«Depuis 11 ans, je vois des jeunes qui découvrent la persévérance par le sport, l'estime de soi, la confiance, le respect des règles et de l'autorité, dit Joé Juneau. C'est comme cela qu'ils deviennent tenaces dans leur progression. C'est comme cela que leur vie change.»

Joé Juneau: éloge de la persévérance

Superhéros de la persévérance, Joé Juneau trouve le terme étonnant, car il se considère comme un simple porte-parole. «Faire son travail avec coeur en donnant le meilleur de soi-même, ça ne fait pas de moi un superhéros», comme ceux des bandes dessinées, répond le natif de Pont-Rouge d'une voix calme et profonde.
Et pourtant, le côté superhéros ressort lorsqu'il raconte comment il a choisi de faire des études en sciences pures, puis choisi une université aux États-Unis pour compléter son diplôme en ingénierie tout en jouant au hockey collégial, sans oublier sa carrière professionnelle et son grand projet du développement des jeunes par le hockey au Nunavik et dans la région de Portneuf.
«La persévérance, ce n'est pas un acquis», ose-t-il. «Ça se développe avec le temps. Je ne crois pas qu'une personne naisse persévérante. Depuis 11 ans, je vois des jeunes qui découvrent la persévérance par le sport, l'estime de soi, la confiance, le respect des règles et de l'autorité. C'est comme cela qu'ils deviennent tenaces dans leur progression. C'est comme cela que leur vie change.»
Lui aussi a découvert la persévérance dans le sport et dans les études en sciences. «J'ai aussi été chanceux d'avoir des professeurs qui m'ont appris à aimer les sciences et les mathématiques. Ce que j'ai vécu dans les études et dans le sport, j'ai choisi de le mettre en pratique dans le programme que j'ai élaboré depuis 2006.» 

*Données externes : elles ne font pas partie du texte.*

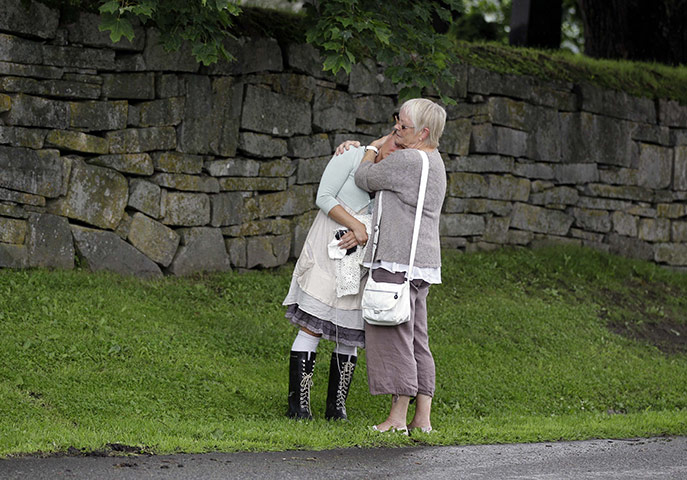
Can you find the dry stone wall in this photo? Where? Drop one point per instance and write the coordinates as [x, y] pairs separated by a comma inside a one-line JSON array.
[[142, 162]]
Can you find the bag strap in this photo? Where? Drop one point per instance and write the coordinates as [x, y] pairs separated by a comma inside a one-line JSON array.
[[418, 214]]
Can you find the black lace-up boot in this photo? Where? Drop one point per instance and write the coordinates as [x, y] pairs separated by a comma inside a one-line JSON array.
[[341, 368], [300, 381]]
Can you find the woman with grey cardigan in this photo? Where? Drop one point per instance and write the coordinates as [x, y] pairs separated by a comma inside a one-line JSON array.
[[399, 361]]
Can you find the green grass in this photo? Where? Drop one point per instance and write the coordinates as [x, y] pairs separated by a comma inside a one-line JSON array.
[[521, 341]]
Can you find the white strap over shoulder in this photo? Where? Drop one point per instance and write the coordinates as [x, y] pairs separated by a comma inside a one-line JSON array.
[[418, 214]]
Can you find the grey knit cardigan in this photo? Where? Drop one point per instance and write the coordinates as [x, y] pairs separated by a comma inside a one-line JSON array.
[[398, 175]]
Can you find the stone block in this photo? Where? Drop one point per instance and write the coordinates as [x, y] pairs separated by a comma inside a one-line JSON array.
[[78, 57], [589, 138], [251, 184], [158, 59], [654, 229], [226, 209], [533, 170], [267, 251], [134, 163], [40, 172], [625, 224], [50, 243], [680, 175], [374, 109], [50, 88], [333, 110], [77, 141], [555, 196], [20, 197], [576, 173], [613, 103], [96, 116], [12, 230], [655, 166], [678, 232], [540, 220], [84, 30], [202, 250], [283, 167], [459, 225], [30, 18], [158, 113], [145, 197], [236, 248], [130, 86], [296, 200], [30, 111], [105, 251], [500, 140], [176, 162], [139, 140], [263, 146], [275, 114], [13, 256], [157, 241], [310, 170], [544, 138], [672, 114], [618, 192], [671, 253], [259, 54], [233, 167], [592, 220], [185, 209], [95, 195], [309, 146], [509, 113], [481, 164], [188, 183], [456, 137]]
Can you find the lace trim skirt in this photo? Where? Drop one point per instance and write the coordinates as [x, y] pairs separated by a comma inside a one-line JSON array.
[[328, 330]]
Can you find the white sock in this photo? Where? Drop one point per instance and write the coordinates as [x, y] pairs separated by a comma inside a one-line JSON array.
[[305, 342], [346, 350]]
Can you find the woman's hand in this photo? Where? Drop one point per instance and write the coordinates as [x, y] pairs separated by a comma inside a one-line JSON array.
[[346, 145]]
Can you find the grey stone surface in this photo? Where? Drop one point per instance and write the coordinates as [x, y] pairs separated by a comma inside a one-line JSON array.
[[267, 112], [90, 116], [105, 251], [333, 110], [139, 140], [30, 111], [226, 209], [267, 251], [49, 242], [202, 250], [145, 197], [540, 220], [95, 195], [157, 241], [40, 172], [185, 209], [31, 18]]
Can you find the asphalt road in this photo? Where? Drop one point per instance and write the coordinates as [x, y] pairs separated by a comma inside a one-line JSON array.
[[655, 458]]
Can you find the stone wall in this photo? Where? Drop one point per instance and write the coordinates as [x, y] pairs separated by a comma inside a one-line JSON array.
[[140, 161]]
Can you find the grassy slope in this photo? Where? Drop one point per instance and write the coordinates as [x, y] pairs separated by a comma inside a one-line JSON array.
[[520, 338]]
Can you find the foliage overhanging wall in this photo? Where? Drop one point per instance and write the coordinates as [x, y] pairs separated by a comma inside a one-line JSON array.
[[143, 162]]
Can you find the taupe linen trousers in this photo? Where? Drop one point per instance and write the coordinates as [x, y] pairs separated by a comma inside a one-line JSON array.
[[398, 358]]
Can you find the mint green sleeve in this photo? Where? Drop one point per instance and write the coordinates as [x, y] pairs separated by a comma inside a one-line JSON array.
[[335, 175]]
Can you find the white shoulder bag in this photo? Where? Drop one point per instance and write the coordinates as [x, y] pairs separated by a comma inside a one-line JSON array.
[[388, 304]]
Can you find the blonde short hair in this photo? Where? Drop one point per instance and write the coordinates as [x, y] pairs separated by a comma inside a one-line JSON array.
[[425, 113]]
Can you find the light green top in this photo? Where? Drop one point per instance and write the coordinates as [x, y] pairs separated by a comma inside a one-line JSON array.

Le programme a fait des petits non seulement au Nunavik, mais aussi dans la région de Portneuf, où son programme est mis en oeuvre à Pont-Rouge, sa ville natale, à Saint-Raymond, à Saint-Marc-des-Carrières et à Donnacona.
Apprendre par le sport
Citant un sociologue, Joé Juneau estime que la clef des comportements sociaux s'apprend dans le sport, car il y a le travail d'équipe où il faut compter sur les autres pour arriver à la victoire. Il y a aussi les techniques à maîtriser, ce qui vient avec la pratique et la persévérance. 
En même temps, il y a le plan de match de l'entraîneur, les règles à suivre qui, si elles ne sont pas respectées, mènent au banc des punitions et nuisent à l'effort collectif. «Si on ne respecte pas l'autorité dans le sport, l'équipe peut se diriger vers une défaite au lieu d'une victoire», continue-t-il.
Alors que son programme au Nunavik a perdu une importante subvention qui permettait de former des équipes d'élite pour venir compétitionner plus au sud, Joé Juneau ne perd pas son calme en entrevue. Il persévère pour trouver des moyens de continuer pour permettre aux jeunes de développer des aptitudes sociales en pratiquant le hockey. 
«La décision de couper cette subvention va nécessairement affecter des jeunes», craint-il. «Mais je cherche des solutions pour continuer le travail sur le terrain en apportant des ajustements. Je n'ai pas l'intention de laisser tomber les jeunes.»
Fier des résultats
L'éducation et le hockey, précise-t-il, permettent aux jeunes participant au programme de développer des aptitudes et des attitudes qui leur serviront tout au long de leur vie. «Je suis fier des résultats atteints jusqu'à maintenant», assure Joé Juneau. «J'ai vu des jeunes changer et se prendre en main. Certains sont maintenant dans le programme comme entraîneur. Pour prendre des jeunes de différents villages, qui n'ont jamais joué ensemble et pouvoir faire de 16 jeunes un groupe d'élite en neuf jours pour gagner un tournoi provincial bantam pour une équipe et pee-wee pour l'autre, ça ne se réalise par uniquement pas le talent. Il faut des efforts et de la persévérance.»
Les résultats de ces efforts et de cette persévérance dans l'apprentissage, ils se traduisent par la fierté, l'estime de soi, la confiance. Et tout cela aide à construire de meilleures personnes dans leur communauté, insiste Joé Juneau.